Tandem mass spectrometry (MS/MS) is a crucial technology for large-scale proteomic analysis. The protein database search or the spectral library search are commonly used for peptide identification from MS/MS spectra, which, however, may face challenges due to experimental variations between replicated spectra and similar fragmentation patterns among distinct peptides. To address this challenge, we present SpecEncoder, a deep metric learning approach to address these challenges by transforming MS/MS spectra into robust and sensitive embedding vectors in a latent space. The SpecEncoder model can also embed predicted MS/MS spectra of peptides, enabling a hybrid search approach that combines spectral library and protein database searches for peptide identification.

RESULTS

We evaluated SpecEncoder on three large human proteomics datasets, and the results showed a consistent improvement in peptide identification. For spectral library search, SpecEncoder identifies 1%-2% more unique peptides (and PSMs) than SpectraST. For protein database search, it identifies 6%-15% more unique peptides than MSGF+ enhanced by Percolator, Furthermore, SpecEncoder identified 6%-12% additional unique peptides when utilizing a combined library of experimental and predicted spectra. SpecEncoder can also identify more peptides when compared to deep-learning enhanced methods (MSFragger boosted by MSBooster). These results demonstrate SpecEncoder's potential to enhance peptide identification for proteomic data analyses.

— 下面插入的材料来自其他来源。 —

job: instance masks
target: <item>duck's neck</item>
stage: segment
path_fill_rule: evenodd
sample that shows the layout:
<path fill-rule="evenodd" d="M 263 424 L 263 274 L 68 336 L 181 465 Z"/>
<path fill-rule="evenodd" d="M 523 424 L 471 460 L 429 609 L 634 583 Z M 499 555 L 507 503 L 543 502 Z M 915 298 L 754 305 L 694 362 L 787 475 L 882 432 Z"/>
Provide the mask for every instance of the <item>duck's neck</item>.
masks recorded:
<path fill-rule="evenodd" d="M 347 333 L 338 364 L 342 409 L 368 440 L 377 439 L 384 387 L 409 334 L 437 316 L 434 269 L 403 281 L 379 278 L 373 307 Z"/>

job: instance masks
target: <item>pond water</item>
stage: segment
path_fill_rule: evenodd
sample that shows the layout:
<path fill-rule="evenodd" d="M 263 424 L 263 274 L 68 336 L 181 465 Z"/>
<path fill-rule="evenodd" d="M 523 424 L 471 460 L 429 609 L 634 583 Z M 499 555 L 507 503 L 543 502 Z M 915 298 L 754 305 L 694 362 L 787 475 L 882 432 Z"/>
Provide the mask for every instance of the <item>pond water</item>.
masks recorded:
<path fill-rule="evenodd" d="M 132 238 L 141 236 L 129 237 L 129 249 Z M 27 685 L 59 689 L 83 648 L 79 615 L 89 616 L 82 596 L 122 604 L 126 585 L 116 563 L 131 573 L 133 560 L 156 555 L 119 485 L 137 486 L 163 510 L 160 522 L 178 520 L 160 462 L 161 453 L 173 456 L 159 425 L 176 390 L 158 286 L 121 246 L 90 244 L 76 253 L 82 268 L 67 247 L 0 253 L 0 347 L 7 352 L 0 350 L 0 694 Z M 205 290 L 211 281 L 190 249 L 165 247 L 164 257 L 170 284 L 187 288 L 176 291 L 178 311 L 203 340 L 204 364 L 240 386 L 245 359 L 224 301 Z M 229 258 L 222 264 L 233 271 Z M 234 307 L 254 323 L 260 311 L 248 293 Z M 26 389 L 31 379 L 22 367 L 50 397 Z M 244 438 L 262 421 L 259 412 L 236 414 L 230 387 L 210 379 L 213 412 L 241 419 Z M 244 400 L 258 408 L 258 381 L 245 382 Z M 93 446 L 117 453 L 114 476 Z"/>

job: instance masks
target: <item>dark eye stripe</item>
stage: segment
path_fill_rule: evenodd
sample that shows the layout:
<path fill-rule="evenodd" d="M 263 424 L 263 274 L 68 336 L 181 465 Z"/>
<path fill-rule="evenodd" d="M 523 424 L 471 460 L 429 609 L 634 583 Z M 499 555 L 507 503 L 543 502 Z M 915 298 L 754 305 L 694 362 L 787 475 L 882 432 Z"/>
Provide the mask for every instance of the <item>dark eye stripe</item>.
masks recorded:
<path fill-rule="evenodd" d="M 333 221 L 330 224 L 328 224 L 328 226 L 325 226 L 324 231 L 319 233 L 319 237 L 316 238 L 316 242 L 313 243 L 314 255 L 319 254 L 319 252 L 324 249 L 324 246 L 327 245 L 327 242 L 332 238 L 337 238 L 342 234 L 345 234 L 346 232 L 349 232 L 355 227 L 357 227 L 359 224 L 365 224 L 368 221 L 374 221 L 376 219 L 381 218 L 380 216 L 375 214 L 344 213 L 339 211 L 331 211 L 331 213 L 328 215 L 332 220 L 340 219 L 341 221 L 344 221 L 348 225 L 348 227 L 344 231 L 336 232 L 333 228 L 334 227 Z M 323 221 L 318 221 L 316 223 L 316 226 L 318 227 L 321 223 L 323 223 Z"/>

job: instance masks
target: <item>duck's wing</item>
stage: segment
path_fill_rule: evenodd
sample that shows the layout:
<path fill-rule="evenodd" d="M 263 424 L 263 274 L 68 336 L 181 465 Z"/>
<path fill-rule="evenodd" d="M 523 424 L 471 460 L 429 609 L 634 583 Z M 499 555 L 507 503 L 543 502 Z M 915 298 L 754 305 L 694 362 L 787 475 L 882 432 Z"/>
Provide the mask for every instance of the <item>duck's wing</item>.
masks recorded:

AVAILABILITY AND IMPLEMENTATION

The source code and scripts for SpecEncoder and peptide identification are available on GitHub at https://github.com/lkytal/SpecEncoder. Contact: hatang@iu.edu.

摘要

动机

串联质谱（MS/MS）是大规模蛋白质组分析的关键技术。蛋白质数据库搜索或光谱库搜索常用于从 MS/MS 光谱中鉴定肽，但由于重复光谱之间的实验变化以及不同肽之间的相似碎裂模式，可能会面临挑战。为了解决这个挑战，我们提出了 SpecEncoder，这是一种深度度量学习方法，通过将 MS/MS 光谱转换为潜在空间中的稳健和敏感的嵌入向量来解决这些挑战。SpecEncoder 模型还可以嵌入预测的肽 MS/MS 光谱，从而实现结合光谱库和蛋白质数据库搜索的混合搜索方法，用于肽鉴定。

结果

我们在三个大型人类蛋白质组学数据集上评估了 SpecEncoder，结果表明肽鉴定的一致性得到了提高。对于光谱库搜索，SpecEncoder 比 SpectraST 多鉴定 1%-2%的独特肽（和 PSM）。对于蛋白质数据库搜索，它比 Percolator 增强的 MSGF+多鉴定 6%-15%的独特肽。此外，当利用实验和预测光谱的组合库时，SpecEncoder 还可以鉴定 6%-12%的额外独特肽。与深度学习增强的方法（MSFragger 由 MSBooster 增强）相比，SpecEncoder 也可以鉴定更多的肽。这些结果表明 SpecEncoder 有可能增强蛋白质组数据分析中的肽鉴定。

可用性和实现

SpecEncoder 和肽鉴定的源代码和脚本可在 GitHub 上获得，网址为 https://github.com/lkytal/SpecEncoder。联系人：hatang@iu.edu。

https://cdn.ncbi.nlm.nih.gov/pmc/blobs/700e/11211836/ca9124536c0c/btae220f1.jpg

相似文献

SpecEncoder: deep metric learning for accurate peptide identification in proteomics.SpecEncoder：用于蛋白质组学中精确肽段鉴定的深度度量学习。

Bioinformatics. 2024 Jun 28;40(Suppl 1):i257-i265. doi: 10.1093/bioinformatics/btae220.

MSBooster: improving peptide identification rates using deep learning-based features.MSBooster：基于深度学习的特征提高肽段鉴定率。

Nat Commun. 2023 Jul 27;14(1):4539. doi: 10.1038/s41467-023-40129-9.

Constructing a Tandem Mass Spectral Library for Forensic Ricin Identification.构建用于法医蓖麻毒素鉴定的串联质谱文库。

J Proteome Res. 2019 Nov 1;18(11):3926-3935. doi: 10.1021/acs.jproteome.9b00377. Epub 2019 Oct 14.

Enhanced peptide quantification using spectral count clustering and cluster abundance.使用谱计数聚类和聚类丰度进行增强的肽定量。

BMC Bioinformatics. 2011 Oct 28;12:423. doi: 10.1186/1471-2105-12-423.

Mistle: bringing spectral library predictions to metaproteomics with an efficient search index.Mistle：利用高效搜索索引将光谱库预测引入宏蛋白质组学。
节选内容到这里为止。